Het lijkt erop dat de pensioengerechtigden van het ABP – en andere pensioenfondsen- zijn vastgezet in de virtuele realiteit van De Nederlandse Bank. De dekkingsgraad is beneden 100% gezakt en dat betekent dat het ABP niet in staat zou zijn om op de lange termijn aan zijn pensioenverplichtingen te kunnen voldoen. Die rekenrente is laag, niet meer dan 1,6% en daalt waarschijnlijk nog verder. In dit artikel licht ik toe dat de werkelijkheid totaal anders is en dat er geen sprake is van een tekort, integendeel er is een enorm overschot. Begrippen zoals dekkingsgraad en rekenrente lijken te zijn opgevoerd om ons af te leiden van de feiten met betrekking tot aanvullende pensioenen.

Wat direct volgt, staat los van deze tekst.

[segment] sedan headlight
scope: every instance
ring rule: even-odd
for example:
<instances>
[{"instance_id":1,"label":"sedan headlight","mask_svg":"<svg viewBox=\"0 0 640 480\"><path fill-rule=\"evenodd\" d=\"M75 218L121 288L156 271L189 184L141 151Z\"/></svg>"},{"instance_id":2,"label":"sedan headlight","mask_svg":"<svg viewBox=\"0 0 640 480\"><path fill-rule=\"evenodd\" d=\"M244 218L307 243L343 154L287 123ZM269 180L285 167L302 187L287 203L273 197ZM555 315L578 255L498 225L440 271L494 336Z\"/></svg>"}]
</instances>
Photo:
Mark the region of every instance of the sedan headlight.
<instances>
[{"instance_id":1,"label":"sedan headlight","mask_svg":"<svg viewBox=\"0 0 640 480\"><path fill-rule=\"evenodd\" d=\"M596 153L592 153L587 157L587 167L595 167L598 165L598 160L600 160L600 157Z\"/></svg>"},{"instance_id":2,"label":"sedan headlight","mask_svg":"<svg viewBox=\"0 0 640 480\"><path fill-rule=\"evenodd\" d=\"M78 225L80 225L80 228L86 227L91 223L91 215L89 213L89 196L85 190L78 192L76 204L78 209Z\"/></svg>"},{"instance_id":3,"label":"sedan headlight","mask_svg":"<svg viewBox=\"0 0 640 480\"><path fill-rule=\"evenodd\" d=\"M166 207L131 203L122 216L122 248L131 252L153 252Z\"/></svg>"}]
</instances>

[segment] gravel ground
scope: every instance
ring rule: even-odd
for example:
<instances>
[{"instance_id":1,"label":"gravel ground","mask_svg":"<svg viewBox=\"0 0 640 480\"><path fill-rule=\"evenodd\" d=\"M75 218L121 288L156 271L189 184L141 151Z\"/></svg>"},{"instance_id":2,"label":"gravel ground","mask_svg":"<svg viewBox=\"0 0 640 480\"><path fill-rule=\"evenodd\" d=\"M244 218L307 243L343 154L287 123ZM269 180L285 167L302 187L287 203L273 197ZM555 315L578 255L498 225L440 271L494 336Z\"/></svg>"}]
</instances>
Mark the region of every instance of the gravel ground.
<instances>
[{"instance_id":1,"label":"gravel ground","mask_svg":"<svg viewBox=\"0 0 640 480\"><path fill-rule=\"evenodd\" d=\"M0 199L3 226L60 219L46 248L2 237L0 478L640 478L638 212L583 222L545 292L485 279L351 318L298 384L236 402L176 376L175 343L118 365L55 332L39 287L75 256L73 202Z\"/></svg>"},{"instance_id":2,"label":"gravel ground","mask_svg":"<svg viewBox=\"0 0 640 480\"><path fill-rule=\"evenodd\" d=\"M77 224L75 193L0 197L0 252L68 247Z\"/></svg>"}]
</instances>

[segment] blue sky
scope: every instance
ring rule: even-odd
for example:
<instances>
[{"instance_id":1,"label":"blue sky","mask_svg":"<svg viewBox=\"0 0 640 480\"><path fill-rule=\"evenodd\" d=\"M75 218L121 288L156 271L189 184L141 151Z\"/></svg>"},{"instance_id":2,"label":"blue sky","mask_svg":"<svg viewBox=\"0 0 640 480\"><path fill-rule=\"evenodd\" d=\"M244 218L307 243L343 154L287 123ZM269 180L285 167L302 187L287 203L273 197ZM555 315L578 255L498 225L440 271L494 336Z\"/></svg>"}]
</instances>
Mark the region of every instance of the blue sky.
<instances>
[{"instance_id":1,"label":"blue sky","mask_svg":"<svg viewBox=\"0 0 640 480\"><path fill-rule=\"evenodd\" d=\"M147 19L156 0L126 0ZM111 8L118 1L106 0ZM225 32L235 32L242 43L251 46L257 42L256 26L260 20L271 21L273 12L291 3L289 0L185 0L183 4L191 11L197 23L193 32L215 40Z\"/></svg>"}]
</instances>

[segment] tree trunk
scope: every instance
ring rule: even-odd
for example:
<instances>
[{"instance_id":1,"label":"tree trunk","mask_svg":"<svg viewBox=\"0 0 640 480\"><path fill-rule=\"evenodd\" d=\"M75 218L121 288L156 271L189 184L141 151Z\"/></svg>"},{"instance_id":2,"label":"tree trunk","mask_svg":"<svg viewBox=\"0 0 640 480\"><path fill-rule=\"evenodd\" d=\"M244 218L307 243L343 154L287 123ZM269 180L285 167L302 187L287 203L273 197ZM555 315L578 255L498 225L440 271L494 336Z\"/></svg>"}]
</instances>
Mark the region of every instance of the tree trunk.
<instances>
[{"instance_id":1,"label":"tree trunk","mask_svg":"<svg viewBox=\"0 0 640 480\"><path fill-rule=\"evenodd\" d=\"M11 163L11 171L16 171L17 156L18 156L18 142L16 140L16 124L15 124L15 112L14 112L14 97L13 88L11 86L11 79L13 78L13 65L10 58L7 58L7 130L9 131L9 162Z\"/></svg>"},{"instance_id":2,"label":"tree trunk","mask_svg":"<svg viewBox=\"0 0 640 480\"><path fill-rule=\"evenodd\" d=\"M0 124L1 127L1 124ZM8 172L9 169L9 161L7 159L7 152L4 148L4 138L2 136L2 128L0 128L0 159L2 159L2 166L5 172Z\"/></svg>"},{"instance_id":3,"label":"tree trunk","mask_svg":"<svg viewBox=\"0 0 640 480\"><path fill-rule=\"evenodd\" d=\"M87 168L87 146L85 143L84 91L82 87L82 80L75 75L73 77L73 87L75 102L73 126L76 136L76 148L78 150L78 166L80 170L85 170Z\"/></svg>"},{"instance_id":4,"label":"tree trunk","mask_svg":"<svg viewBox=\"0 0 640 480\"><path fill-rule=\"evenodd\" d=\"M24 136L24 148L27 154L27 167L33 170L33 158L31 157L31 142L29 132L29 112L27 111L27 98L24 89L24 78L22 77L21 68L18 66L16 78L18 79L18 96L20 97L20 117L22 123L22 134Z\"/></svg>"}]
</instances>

De dekking die het ABP heeft om aan de toekomstige verplichtingen te kunnen voldoen, wordt berekend op basis van de gerealiseerde belegde reserve. Deze reserve neemt toe omdat er rendement wordt behaald. In 2014 bedroeg het netto rendement € 43,8 miljard en de netto belegde reserve was eind 2014 € 347 miljard. Als er een rendement zou zijn behaald dat gelijk is aan de rekenrente, dan zou het slechts € 5,5 miljard zijn geweest, dus € 38,3 miljard minder. Omdat het werkelijke rendement van het ABP aanzienlijk hoger ligt dan het virtuele rendement wordt het gat tussen de feitelijke en de virtuele reserve steeds groter. Als er bijvoorbeeld op 1 januari 1986 een bedrag met een tegenwaarde van 1.000 euro zou zijn gestort voor een pensioen dat op 1 januari 2016 ingaat, dan zou er op basis van de toepassing van een rekenrente van 1,6% op 1 januari 2016 virtueel een pensioenvermogen van € 1.610 beschikbaar zijn gekomen. De werkelijke groei is echter niet 1,6% maar 4%, het pensioenvermogen bedraagt daardoor € 3.243. Twee keer zo veel, dus. De pensioengerechtigde krijgt echter een uitkering gebaseerd op € 1.610 opgebouwd pensioenvermogen. De vraag luidt: wat doet het pensioenfonds met het vermogen van € 1.633 dat er wel is, maar niet aan de pensioengerechtigde wordt uitgekeerd?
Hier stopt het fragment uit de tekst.